There are also plenty of annual events and festivals that take place throughout the year in St. Albert, such as the International Children’s Festival, Seven Music Fest, the Rock’n August Car Show, the new Pride Festival, or Western Canada’s largest outdoor farmers’ market

And like Edmonton, St. Albert is a proud hockey town, the hometown of NHL legends like Mark Messier and Jarome Iginla, both of whom began their long hockey careers in the minor leagues of St. Albert. 

Even with all of that in mind, there is more to be said of this friendly neighbour of ours.
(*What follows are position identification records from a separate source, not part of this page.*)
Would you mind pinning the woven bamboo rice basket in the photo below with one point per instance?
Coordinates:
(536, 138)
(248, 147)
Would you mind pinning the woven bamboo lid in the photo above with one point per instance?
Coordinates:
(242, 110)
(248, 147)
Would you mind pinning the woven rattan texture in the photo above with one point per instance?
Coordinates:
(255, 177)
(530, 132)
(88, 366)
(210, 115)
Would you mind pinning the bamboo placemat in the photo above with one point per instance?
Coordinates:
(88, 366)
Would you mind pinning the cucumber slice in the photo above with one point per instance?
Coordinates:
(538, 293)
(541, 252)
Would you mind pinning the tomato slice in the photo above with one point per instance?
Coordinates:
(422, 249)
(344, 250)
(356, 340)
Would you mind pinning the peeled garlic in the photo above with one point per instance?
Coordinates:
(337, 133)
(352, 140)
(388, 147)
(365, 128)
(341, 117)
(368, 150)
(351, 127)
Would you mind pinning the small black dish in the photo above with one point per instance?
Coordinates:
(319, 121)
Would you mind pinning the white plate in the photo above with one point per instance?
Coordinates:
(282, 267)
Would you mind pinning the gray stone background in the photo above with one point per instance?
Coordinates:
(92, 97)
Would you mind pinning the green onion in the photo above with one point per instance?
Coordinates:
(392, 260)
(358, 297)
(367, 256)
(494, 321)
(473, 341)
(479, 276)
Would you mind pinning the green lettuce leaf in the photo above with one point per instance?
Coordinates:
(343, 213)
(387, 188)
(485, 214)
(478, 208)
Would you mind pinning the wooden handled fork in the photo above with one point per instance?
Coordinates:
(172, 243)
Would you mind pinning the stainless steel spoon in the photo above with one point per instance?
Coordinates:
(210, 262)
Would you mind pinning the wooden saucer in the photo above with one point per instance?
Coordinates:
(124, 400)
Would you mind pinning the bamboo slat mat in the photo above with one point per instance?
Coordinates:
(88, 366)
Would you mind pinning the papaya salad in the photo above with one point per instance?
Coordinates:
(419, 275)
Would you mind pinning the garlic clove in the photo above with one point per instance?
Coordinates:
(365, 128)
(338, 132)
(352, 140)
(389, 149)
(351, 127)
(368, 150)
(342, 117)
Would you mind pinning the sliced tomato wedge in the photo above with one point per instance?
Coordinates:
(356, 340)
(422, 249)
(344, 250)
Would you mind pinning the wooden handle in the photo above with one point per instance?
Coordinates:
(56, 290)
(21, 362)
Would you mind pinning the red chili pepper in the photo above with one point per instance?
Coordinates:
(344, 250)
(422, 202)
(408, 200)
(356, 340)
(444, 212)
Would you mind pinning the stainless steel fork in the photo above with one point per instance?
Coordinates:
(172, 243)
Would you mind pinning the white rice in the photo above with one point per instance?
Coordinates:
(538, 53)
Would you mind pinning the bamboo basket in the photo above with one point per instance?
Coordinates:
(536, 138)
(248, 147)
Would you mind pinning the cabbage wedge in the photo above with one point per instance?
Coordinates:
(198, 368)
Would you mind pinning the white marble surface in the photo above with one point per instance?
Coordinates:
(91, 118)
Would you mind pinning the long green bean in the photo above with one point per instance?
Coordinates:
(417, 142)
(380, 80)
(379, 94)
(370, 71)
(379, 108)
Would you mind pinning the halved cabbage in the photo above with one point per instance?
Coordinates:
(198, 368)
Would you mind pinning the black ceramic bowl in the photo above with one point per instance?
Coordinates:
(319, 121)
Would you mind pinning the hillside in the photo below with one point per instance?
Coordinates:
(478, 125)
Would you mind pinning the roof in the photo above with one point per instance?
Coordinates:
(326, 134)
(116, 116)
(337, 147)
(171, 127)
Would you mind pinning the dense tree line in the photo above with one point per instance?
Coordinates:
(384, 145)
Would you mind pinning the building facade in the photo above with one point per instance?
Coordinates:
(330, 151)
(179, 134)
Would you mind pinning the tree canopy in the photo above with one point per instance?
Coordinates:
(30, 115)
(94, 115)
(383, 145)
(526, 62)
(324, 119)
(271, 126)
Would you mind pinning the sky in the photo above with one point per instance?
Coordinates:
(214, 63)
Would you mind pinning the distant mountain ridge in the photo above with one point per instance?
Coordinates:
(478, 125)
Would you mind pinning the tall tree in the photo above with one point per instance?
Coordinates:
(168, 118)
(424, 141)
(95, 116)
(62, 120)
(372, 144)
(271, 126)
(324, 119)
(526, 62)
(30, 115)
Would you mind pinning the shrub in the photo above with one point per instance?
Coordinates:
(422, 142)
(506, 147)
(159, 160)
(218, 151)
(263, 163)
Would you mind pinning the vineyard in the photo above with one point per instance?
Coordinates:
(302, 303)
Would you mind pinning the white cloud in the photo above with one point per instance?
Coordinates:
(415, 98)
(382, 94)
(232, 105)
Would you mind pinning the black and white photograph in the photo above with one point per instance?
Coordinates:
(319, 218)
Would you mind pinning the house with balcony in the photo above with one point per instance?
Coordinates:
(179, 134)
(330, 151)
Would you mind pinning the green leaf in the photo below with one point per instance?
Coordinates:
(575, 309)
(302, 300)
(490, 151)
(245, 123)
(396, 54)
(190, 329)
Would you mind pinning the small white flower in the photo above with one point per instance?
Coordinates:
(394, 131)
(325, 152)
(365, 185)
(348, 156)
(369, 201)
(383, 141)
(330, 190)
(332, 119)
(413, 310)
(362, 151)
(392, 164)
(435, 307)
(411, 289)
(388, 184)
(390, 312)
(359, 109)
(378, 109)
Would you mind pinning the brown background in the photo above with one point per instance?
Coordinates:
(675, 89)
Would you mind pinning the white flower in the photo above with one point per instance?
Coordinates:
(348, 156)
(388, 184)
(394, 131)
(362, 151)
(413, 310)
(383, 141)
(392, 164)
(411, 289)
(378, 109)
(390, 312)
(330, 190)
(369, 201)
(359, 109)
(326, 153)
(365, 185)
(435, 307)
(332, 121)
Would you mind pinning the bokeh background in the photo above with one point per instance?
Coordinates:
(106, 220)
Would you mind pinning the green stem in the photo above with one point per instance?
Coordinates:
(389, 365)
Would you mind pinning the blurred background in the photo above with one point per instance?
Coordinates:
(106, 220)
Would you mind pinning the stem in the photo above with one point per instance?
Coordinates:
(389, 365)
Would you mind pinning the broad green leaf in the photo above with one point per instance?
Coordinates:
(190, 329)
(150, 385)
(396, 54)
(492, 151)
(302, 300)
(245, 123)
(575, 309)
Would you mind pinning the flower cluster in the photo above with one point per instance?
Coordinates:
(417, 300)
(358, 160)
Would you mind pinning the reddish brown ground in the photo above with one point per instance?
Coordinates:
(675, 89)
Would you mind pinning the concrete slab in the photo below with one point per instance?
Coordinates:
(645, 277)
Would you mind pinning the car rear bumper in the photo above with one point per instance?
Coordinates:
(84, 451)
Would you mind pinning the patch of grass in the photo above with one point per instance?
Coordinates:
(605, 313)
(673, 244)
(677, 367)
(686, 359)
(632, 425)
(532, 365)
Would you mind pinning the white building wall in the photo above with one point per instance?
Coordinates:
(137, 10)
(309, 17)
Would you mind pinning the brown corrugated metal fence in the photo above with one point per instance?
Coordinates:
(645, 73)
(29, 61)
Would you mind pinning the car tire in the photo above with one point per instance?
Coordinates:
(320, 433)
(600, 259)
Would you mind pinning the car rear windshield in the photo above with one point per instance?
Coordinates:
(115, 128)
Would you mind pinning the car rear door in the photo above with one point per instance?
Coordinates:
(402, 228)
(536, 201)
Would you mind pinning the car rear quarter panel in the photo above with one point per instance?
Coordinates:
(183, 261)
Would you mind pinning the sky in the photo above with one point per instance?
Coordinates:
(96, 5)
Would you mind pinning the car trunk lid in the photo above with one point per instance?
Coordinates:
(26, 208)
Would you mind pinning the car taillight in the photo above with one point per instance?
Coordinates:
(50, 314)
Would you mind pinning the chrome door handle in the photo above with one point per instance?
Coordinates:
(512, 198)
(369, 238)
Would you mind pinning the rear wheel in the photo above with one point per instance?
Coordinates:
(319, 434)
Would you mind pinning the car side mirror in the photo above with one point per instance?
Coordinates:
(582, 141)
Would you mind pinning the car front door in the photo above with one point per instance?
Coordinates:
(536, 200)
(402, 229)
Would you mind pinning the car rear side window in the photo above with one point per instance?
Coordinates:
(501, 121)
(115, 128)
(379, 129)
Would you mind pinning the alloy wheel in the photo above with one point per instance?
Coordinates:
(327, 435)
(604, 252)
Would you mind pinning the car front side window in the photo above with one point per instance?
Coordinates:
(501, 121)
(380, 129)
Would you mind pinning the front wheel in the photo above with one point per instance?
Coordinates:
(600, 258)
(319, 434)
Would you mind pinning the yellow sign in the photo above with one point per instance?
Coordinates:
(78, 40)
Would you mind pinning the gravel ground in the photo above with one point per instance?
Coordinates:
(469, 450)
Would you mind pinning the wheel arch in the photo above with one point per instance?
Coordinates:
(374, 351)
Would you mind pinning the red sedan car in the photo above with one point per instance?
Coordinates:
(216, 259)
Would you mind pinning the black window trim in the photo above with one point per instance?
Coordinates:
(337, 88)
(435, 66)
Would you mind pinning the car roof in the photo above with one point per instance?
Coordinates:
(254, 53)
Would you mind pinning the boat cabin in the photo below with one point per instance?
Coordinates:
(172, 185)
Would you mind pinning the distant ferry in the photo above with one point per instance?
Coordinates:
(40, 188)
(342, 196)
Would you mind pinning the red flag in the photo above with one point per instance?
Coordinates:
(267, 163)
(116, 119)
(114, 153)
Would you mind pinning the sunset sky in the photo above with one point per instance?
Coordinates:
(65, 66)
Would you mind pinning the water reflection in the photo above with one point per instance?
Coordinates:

There’s a spirit and an attitude in the people who live there, who take pride in their “best-kept secret,” and who are more than okay with keeping it that way. “We have no interest in ever moving,” said Crouse, who actually hails from nearby Viking, Alberta. “We’ll never move from here!” #nextdooryeg

Homes began going up in this large hamlet - originally known as “Campbelltown” - in the mid-’50s, and it has flourished into one of the Capital Region’s most sought-after communities, consistantly recognized as one of the best places in all of Canada to call home!

Just 15 minutes northeast of Edmonton, the City of Fort Saskatchewan proudly boasts about their 75 kms of paved walking and biking trails in the river valley, as well as a wide variety of shopping, recreation, restaurants, and natural resources. 
There are plenty of things to do in the City of Spruce Grove, less than a dozen kms outside of Edmonton, including plenty of shopping, outdoor activities, and the Spruce Grove Art Gallery. It is also the hometown of Grant Fuhr, Jennifer Heil, and Fernando Pisani.

Known as “the Town with the Painted Past,” Stony Plain was first recognized as a village back in 1907, likely named after the Stoney people who originally camped out in the area. The town prides itself on its friendly locals, breathtaking scenery, and popular festivals and sporting events.

The City of Leduc, just south of Edmonton, is the home of our original oil boom when crude was discovered there on February 13, 1947. These days, Leduc remains a strong industrial powerhouse of the province, and is also where the EIA is located.

Established in 1972, this hamlet’s Industrial Park is an important service centre for the entire Capital Region, one of Western Canada’s largest industrial parks. There are actually very few people who live in Nisku, but it remains essential to Alberta’s growth.

Established in the late-’40s as a result of the Leduc oil boom, the Town of Devon is still reliant on the oil industry, but has since diversified with research and manufacturing. It is home to the Devonian Botanic Garden, and is minutes from the Corn Maze and the EIA.

Founded in 1895 as a French farming community, the Town of Beaumont has a population today of about 15,000. Located just three kms south of Edmonton, Beaumont is proud of their small-town attitude, unique French architecture, and the renowned Beaumont Blues & Roots Festival.